Secure & Performant Bittensor Validation
By Wesley Graham, Infrastructure Engineer
At Unit 410, we prioritize security and performance for the dozens of networks we support (Bittensor included). Our team operates using advanced infrastructure, secure practices, and custom-built tools.
Running on Dedicated, Performant Hardware
Performance starts at the foundation, which is why we operate dedicated hosts per subnet. These hosts are appropriately provisioned - with some subnets operating on “common” instance types such as Intel Cascade Lake processors with 32 GB RAM, Virtual Proxies, and SSD/NVMe-based storage options. If GPUs are required, then they are provisioned with some of the most performant cloud-available GPUs on the market or these.
GPU based subnets are provisioned using various automated tools including NVIDIA install kits, ansible roles, and drivers.
Hardware selections are made based on the compute requirements documented by subnet owners, and monitoring metrics are tuned regularly.
Unit 410 automatically builds subnet code from source on changes, runs dedicated infrastructure, and does not copy weights on the subnets it operates.
Security at the Forefront
Security is at the core of our operations. We take several measures to run nodes as securely as possible, including:
- Port Lockdown: Unneeded ports are locked down to prevent unauthorized access.
Axons
are not published when possible. - Wandb Logging:
Wandb
is disabled by default to prevent secret leaks from logs or other metadata. - Dedicated Connections: Subnet validators are connected to a set of internal subtensor nodes.
Containerization
Subnet containerization is central to our approach.
An example Dockerfile
:
# syntax=docker/dockerfile:1
FROM pytorch/pytorch:1.13.1-cuda11.6-cudnn8-devel
# Loosely based on the Dockerfile here: https://github.com/opentensor/bittensor/blob/master/Dockerfile
ARG DEBIAN_FRONTEND=noninteractive
ARG VERSION
ENV VERSION=${VERSION}
# NVIDIA key migration
RUN apt-key del 7fa2af80
RUN apt-key adv --fetch-keys https://developer.download.nvidia.com/compute/cuda/repos/ubuntu2004/x86_64/3bf863cc.pub
RUN apt-key adv --fetch-keys https://developer.download.nvidia.com/compute/machine-learning/repos/ubuntu2004/x86_64/7fa2af80.pub
# Update the base image
RUN apt update && apt upgrade -y
# Install dependencies
RUN apt install -y curl sudo nano git htop netcat wget unzip python3-dev python3-pip tmux apt-utils cmake build-essential
# Upgrade pip
RUN pip3 install --upgrade pip
# Download source repository and prepare to install
RUN mkdir -p /root/.bittensor/
RUN git clone --recursive https://github.com/opentensor/bittensor.git
RUN mv ./bittensor/ /root/.bittensor/
WORKDIR /root/.bittensor/bittensor
RUN git checkout ${VERSION}
# Install via python/pip
RUN python3 -m pip install -e .
# Install cubit (requirement for mining/registering/etc with GPU)

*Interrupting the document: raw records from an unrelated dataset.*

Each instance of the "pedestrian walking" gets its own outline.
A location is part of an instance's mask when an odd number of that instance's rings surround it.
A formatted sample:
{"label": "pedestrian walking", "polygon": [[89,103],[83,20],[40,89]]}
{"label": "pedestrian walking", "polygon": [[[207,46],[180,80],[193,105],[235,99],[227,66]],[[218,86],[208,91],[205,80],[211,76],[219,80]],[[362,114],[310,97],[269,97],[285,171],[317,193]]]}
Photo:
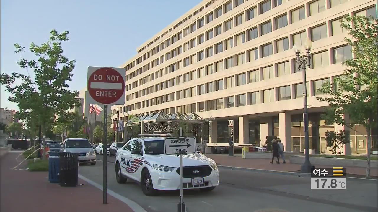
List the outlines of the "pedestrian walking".
{"label": "pedestrian walking", "polygon": [[280,159],[278,158],[279,156],[278,153],[279,147],[277,144],[277,141],[276,139],[272,140],[272,148],[273,150],[273,154],[272,155],[272,161],[270,161],[270,163],[273,163],[273,160],[274,159],[274,157],[276,157],[277,158],[277,164],[279,164]]}
{"label": "pedestrian walking", "polygon": [[285,160],[285,155],[284,154],[284,151],[285,151],[285,147],[284,146],[284,144],[281,143],[281,140],[278,140],[277,142],[277,143],[278,144],[278,146],[280,147],[278,152],[279,157],[284,160],[283,163],[286,163],[286,161]]}

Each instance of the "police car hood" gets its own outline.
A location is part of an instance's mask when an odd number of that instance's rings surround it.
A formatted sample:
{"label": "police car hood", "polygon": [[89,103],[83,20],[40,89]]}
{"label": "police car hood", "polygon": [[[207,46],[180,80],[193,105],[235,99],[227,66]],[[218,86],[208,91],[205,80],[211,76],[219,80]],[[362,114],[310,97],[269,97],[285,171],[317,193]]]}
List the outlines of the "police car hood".
{"label": "police car hood", "polygon": [[[180,157],[174,155],[147,155],[146,160],[150,163],[177,168],[180,167]],[[215,162],[203,154],[188,154],[183,156],[183,166],[210,166]]]}

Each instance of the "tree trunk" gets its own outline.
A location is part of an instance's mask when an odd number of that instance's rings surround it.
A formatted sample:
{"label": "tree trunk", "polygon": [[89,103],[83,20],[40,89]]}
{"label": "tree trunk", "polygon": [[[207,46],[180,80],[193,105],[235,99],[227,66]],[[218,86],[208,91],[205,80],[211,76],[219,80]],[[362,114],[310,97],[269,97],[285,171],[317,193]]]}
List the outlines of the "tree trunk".
{"label": "tree trunk", "polygon": [[371,135],[371,130],[372,130],[372,123],[371,123],[371,119],[370,118],[368,119],[367,120],[369,128],[367,129],[367,166],[366,167],[366,177],[370,177],[370,152],[371,150],[371,146],[372,146],[372,135]]}

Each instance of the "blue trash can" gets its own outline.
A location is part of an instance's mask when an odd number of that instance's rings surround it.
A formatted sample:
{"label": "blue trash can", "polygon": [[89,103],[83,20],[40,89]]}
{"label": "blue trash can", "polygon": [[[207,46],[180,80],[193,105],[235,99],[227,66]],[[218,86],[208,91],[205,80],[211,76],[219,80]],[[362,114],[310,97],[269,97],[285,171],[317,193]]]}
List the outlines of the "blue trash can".
{"label": "blue trash can", "polygon": [[48,181],[59,183],[59,155],[58,152],[50,152],[48,157]]}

RUN pip3 install https://github.com/opentensor/cubit/releases/download/v1.1.2/cubit-1.1.2-cp310-cp310-linux_x86_64.whl
# Increase ulimit to 1,000,000
RUN prlimit --pid=$PPID --nofile=1000000
LABEL org.opencontainers.image.authors="unit410"
LABEL org.opencontainers.image.title="Containerized GPU-Enabled Bittensor"
LABEL org.opencontainers.image.documentation="https://www.github.com/opentensor/bittensor"
ENTRYPOINT ["btcli"]
btcli containerization
FROM us-docker.pkg.dev/pc-deps/us.gcr.io/bittensor-cli:v6.12.1
ARG VERSION
ENV VERSION=${VERSION}
RUN apt install -y gcc libnfnetlink-dev libnetfilter-queue-dev
WORKDIR /root/.bittensor
RUN git clone --recursive https://github.com/eclipsevortex/SubVortex
WORKDIR /root/.bittensor/SubVortex
RUN git checkout ${VERSION}
# Install
RUN python3 -m pip install -r requirements.txt
RUN python3 -m pip install -e .
# Increase ulimit to 1,000,000
RUN prlimit --pid=$PPID --nofile=1000000
LABEL org.opencontainers.image.authors="unit410"
LABEL org.opencontainers.image.title="Containerized GPU-Enabled Bittensor Subnet 7 Validator"
LABEL org.opencontainers.image.documentation="https://github.com/eclipsevortex/SubVortex"
LABEL org.opencontainers.image.version=${VERSION}
ENTRYPOINT ["python3"]
subnet containerization
- Consistency Across Environments: By Docker-izing all subnets, we ensure that our environment is consistent across hosts and locations.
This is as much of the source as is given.